I figured i would give crosshatching a shot, since it seems to be semi-important. A lot of games with a non-photo-real art style use this to varying degrees but it is often done directly on the texture. This means that it will not actually react to the light at all. This paper presented a technique that is reactive to light, by using varying amounts of hatching and blending between them.For simplicity’s sake i only used 3 textures instead of 6, since i hatching on light areas is confusing. Instead I just use a pure white for the brightest 2 areas and begin hatching in the midtones using the heaviest hatching on the darkest 2 areas, where its hard to notice the difference. This allows me to cram everything into the RGB channels of a single texture before splitting them out and recombining them in the shader. I used the blending technique found here to calculate the hatching level.

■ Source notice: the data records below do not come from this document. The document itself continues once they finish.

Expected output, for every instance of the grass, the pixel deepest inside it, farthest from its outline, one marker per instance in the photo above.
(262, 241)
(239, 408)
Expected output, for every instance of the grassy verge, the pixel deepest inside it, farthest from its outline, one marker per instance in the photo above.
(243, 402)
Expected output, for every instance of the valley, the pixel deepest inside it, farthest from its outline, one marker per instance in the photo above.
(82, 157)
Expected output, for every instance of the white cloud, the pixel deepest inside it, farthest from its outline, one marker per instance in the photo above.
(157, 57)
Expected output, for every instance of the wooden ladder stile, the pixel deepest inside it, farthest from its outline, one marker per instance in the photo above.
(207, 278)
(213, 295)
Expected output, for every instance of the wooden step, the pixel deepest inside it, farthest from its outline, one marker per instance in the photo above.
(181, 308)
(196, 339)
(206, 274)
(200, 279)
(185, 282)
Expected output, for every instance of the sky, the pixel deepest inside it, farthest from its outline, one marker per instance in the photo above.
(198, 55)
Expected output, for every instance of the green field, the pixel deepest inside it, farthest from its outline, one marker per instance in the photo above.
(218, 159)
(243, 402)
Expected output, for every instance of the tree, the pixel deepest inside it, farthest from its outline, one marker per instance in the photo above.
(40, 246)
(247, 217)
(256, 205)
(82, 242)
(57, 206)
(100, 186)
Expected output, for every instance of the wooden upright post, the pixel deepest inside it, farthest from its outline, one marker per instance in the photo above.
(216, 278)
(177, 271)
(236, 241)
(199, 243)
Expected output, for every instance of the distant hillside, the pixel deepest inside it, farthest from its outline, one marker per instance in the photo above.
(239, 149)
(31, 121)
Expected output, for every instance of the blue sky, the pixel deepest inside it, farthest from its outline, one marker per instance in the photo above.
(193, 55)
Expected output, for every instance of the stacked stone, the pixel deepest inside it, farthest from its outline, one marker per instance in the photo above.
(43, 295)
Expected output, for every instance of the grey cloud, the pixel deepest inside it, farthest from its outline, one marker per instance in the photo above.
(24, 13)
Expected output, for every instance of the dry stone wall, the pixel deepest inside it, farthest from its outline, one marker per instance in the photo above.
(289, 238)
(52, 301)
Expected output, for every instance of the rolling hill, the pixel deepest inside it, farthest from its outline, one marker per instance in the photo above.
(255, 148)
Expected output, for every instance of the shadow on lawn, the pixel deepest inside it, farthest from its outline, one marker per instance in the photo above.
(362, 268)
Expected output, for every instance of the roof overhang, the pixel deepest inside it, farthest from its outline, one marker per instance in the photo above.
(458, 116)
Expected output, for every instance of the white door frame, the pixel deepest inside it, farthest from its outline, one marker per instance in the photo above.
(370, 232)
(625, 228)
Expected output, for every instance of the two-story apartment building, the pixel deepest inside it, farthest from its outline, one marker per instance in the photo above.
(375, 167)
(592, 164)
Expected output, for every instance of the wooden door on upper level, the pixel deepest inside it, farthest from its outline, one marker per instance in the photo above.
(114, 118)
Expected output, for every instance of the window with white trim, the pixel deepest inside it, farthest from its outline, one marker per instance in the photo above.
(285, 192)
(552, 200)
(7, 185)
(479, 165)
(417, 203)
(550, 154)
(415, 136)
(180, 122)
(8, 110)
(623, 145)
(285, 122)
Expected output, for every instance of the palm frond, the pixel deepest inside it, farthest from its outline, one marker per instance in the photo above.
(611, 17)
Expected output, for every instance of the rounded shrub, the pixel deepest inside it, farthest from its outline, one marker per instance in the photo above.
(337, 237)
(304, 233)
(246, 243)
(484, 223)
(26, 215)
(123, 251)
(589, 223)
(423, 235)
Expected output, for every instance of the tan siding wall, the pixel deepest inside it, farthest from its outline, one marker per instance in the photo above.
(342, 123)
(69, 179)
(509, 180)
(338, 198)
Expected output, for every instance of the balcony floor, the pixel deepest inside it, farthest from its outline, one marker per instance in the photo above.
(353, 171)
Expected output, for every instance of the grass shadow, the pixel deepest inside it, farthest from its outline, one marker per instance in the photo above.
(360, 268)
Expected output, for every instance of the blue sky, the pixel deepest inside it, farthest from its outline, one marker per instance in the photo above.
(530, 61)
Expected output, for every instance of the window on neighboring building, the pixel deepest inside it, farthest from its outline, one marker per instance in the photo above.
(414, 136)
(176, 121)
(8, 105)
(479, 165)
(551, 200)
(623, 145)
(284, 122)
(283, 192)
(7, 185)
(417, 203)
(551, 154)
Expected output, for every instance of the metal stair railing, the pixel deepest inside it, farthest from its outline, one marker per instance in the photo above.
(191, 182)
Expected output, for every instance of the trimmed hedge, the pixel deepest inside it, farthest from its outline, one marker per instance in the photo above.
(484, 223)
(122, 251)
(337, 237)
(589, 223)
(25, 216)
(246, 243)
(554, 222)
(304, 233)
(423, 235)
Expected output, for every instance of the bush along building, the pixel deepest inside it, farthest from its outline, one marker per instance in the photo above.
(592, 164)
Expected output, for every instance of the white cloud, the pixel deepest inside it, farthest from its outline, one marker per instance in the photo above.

It also includes a offset and intensity modifier to let you control the shadow level where hatching starts and the intensity of the hatching respectively. Here it is pushed back into only the deepest shadows with the original hatching texture and an alternate I made (I found you could use it for more types of tone mapping than hatching). I like this because i think it helps the shapes in the deeper shadows read a bit better.
I did have to rip out multiple lights from the shader to keep it the same between Maya and Unity, as there is no way to make this work that i know of with multiple lights in Unity. I may try some fakery later to get them back, but i wasn’t totally happy with them anyway – Ramped lighting doesn’t seem to blend additively very well, but that may just be my ramps.

Maya CGFX File:

crosshatch.cgfx
File Size: 11 kb
File Type: cgfx

Download File


Unity SHADER File:

crosshatch.shader
File Size: 11 kb
File Type: shader

Download File


3 Responses

  1. Hello, you seem really talented. I experimented a bit with your shader and found one thing that i did not get (not really informed about shaders) the materials dont recieve or cast shadow when using this shader code 🙂

    1. Yes that’s true. The shaders posted are leave out several things like cast/receiving shadows for simplification. I didn’t want to confuse the subject of a particular shader by including a bunch of code relating to other things. I should probably do an example in the future tho.